Com isso, os recentes membros do município desenvolvem a chamada “identidade híbrida”, uma mistura entre os costumes e valores que trazem de sua cultura de origem com os do novo local onde se estabelecem. Segundo o sociólogo e professor da Universidade Regional de Blumenau (Furb), Maiko Spiess, ela acontece naturalmente, pois quando a pessoa está em um novo local, tende a ressaltar os traços da sua cultura original, os quais acabam ficando mais evidentes no cotidiano atual.

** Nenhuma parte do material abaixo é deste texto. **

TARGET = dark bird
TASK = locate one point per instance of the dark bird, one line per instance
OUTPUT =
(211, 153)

Com o tempo, alguns migrantes podem desenvolver a percepção de que não pertencem mais ao local de origem, mas tampouco se sentem integrados ao novo ambiente. Com isso, podem desenvolver sentimentos como ansiedade e tristeza. Foi o que aconteceu com o gaúcho Mateus Ribeiro. “Como eu não conhecia ninguém, a minha ansiedade piorava. Então, resolvia correr e por isso conheci alguns pontos da cidade, como o Parque Ramiro”, conta.
Achando suas “tribos”
O sonho de Mateus era ser bombeiro e soube que o Corpo de Bombeiros Militar de Santa Catarina (CBMSC) estava com um concurso aberto. Ele foi aprovado e encontrou sua “tribo” no trabalho. Lá percebeu que os socorristas têm essa visão de ajudar o próximo e o auxiliaram na adaptação à cidade.
As universidades também têm se tornado espaços de acolhimento para migrantes internos e internacionais. Estudantes vindos de outros locais relatam que a convivência acadêmica facilita a criação de vínculos e o sentimento de pertencimento.
Ana Clara Souza, mulher negra e migrante do Pará, é formada em Ciências Sociais pela Furb e está concluindo o mestrado. Para ela, a universidade foi o lugar onde conseguiu achar sua “tribo”. “O que me fez sentir pertencente a esse lugar foram as amizades que eu criei aqui. Com os meus amigos e os professores do meu curso eu me senti acolhida. Além disso, acabei conhecendo a minha namorada na instituição”, relembra.
O sociólogo Maiko explica que as comunidades de conterrâneos também são importantes nesse processo de adaptação “Ao fazer algo com pessoas que passaram pelo mesmo processo migratório, o novo morador cria um sentimento de conforto, segurança e solidariedade. Mas, paradoxalmente, faz com que elas sejam percebidas como um grupo a parte e muito fechado”, observa.
A presença de comunidades de paranaenses, gaúchos, paulistas, paraenses e de outros estados reforça a diversidade cultural da cidade, mas também evidencia os desafios da convivência entre diferentes identidades e costumes.
Para o gaúcho Mateus Ribeiro, para viver bem em uma nova terra, o mais importante é se manter autêntico ao local de onde veio. “Tenha paciência e não fique comparando a cultura daqui com a de casa”, aconselha.
Já a estudante Ana diz que é preciso ser firme. “Não abaixe a cabeça e ocupe os espaços que muitas vezes nos são negados. Precisamos discutir sobre o fato de que as pessoas vindas de outros locais que possuem traços racializados sofrem ainda mais preconceito. É necessário lutar para que os outros se sintam mais confortáveis”, afirma.